Courses in American Culture (Division 315)

Unless otherwise stated, the permission required for the repetition for credit of specially designated courses is that of the student's concentration or B.G.S. adviser.

203. Periods in American Culture. Amer. Cult. 201 or permission of instructor. (3). (HU). May be repeated for credit with permission of concentration adviser.

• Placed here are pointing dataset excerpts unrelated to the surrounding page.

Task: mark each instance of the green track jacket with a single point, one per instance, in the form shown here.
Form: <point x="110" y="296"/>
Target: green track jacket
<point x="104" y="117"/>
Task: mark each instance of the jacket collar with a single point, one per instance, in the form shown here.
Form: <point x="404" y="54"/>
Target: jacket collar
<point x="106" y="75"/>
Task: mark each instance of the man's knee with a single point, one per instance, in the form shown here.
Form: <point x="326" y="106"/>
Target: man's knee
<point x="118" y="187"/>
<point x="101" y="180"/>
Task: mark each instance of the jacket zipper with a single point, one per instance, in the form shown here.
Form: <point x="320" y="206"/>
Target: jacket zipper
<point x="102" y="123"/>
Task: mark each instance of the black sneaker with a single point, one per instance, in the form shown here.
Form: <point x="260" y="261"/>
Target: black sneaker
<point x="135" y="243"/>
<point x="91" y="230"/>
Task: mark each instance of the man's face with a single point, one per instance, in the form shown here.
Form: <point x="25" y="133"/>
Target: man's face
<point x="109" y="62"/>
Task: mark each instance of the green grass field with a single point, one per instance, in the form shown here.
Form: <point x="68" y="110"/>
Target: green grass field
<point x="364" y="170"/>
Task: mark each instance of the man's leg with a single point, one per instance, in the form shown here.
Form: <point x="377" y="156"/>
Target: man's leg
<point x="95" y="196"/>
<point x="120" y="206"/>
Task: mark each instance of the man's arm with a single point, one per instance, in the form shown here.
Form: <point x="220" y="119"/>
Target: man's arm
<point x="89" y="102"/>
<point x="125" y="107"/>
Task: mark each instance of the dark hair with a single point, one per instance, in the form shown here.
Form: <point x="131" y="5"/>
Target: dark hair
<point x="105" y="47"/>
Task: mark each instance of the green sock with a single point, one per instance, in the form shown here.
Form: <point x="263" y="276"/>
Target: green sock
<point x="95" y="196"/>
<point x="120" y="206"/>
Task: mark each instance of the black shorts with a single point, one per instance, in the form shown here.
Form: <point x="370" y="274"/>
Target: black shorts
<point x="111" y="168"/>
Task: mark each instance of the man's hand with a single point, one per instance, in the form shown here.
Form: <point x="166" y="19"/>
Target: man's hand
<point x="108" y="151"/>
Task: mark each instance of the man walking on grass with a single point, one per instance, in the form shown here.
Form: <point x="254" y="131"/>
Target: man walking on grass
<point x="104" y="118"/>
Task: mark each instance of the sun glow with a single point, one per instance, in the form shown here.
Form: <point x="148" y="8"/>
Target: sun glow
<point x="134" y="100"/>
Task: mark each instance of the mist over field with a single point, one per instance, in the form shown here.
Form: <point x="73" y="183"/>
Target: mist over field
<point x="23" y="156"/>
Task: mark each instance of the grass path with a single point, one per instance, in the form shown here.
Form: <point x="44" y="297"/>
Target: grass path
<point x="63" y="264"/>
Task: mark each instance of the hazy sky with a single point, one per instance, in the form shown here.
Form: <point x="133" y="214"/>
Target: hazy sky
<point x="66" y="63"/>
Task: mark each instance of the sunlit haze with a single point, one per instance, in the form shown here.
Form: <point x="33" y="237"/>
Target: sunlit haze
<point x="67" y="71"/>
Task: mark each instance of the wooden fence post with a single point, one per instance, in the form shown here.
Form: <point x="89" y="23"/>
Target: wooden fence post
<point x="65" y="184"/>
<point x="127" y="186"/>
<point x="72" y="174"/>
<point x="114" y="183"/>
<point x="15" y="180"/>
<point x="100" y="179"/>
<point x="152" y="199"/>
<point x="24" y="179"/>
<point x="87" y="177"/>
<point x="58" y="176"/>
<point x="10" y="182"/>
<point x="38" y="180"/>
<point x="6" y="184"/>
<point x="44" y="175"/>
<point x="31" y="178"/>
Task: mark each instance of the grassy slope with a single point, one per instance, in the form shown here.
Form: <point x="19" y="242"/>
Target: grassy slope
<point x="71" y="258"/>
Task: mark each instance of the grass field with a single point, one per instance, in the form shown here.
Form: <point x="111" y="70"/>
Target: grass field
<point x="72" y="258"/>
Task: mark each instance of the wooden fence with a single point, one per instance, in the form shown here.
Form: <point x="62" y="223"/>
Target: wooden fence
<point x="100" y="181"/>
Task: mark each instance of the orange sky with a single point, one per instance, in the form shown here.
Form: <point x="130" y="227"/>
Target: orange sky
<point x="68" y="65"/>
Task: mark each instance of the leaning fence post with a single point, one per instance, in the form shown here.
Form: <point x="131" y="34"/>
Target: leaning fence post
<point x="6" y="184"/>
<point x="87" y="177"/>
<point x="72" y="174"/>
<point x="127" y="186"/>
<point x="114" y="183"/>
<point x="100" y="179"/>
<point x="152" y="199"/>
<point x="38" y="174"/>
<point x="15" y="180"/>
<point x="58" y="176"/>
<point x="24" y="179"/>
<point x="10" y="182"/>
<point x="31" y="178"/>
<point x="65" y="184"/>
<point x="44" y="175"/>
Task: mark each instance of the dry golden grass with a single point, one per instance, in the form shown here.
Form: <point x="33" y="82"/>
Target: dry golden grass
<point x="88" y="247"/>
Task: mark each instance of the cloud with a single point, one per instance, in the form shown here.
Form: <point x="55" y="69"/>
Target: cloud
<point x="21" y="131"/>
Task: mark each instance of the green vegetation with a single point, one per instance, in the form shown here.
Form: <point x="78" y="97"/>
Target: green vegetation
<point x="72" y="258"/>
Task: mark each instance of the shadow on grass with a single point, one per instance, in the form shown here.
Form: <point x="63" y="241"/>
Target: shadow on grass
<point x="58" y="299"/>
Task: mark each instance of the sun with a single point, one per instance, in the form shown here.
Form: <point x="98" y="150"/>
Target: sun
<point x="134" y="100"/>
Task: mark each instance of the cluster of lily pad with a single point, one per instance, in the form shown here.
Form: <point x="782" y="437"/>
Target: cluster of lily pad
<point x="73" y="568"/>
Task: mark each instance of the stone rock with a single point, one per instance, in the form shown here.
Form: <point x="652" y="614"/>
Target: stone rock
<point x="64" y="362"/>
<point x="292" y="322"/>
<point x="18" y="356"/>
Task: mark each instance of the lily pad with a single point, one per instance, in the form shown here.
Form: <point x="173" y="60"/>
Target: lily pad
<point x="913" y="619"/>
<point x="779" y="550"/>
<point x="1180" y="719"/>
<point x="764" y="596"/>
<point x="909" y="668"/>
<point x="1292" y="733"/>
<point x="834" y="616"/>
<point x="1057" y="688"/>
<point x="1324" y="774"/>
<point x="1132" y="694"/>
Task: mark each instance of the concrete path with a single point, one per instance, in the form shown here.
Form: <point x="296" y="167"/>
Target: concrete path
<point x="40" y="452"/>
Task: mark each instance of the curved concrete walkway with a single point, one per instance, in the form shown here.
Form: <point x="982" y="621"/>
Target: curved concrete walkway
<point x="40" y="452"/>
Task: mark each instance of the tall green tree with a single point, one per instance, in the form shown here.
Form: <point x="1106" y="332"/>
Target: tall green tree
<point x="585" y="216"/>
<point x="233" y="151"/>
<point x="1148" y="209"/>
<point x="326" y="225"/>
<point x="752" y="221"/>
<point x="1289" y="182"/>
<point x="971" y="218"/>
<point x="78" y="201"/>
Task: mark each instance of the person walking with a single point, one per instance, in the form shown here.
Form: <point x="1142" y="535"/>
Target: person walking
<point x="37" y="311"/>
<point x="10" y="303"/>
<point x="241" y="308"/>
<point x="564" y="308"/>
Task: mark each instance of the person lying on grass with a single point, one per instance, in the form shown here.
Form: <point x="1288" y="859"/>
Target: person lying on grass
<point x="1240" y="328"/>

Section 001 ANTEBELLUM U.S. CULTURE: THE EMERGENCE OF A PLURALISTIC SOCIETY. The years leading up to the Civil War produced a revolution in American social arrangements. The development of urban centers, changes in the organization of the economy, new definitions of political responsibilities, shifting expectations of social duties, and unique artistic expressions altered how Americans perceived their social roles and led to changes which have reverberated to our own time. Through an examination of recent historical works concerning the period, popular literature of the era, the writings of major literary figures such as Nathaniel Hawthorne, Ralph Waldo Emerson, Henry David Thoreau, Harriet Beecher Stowe, and Herman Melville, and a brief consideration of visual art of the period, we will seek to comprehend the social, intellectual, and artistic resources upon which early Americans drew in their efforts to forge a coherent set of social relations out of the maelstrom of early industrialization. We will pay particular attention to the newly self-conscious middle classes which emerged during the period, and we will also closely examine the responses of the working classes, both white and non-white and both male and female. Our inquiry should reveal how these groups responded to, and contributed to, the rapid transformations of antebellum U.S. society. Such an examination should allow us to see more clearly the legacy of the antebellum period while it also illuminates the cohesive and disruptive forces at work in contemporary U.S. culture. The course will consist of both lectures and discussion. Grades will be based on one classroom presentation, two short (4-5 page) papers, and a final exam. (Genser)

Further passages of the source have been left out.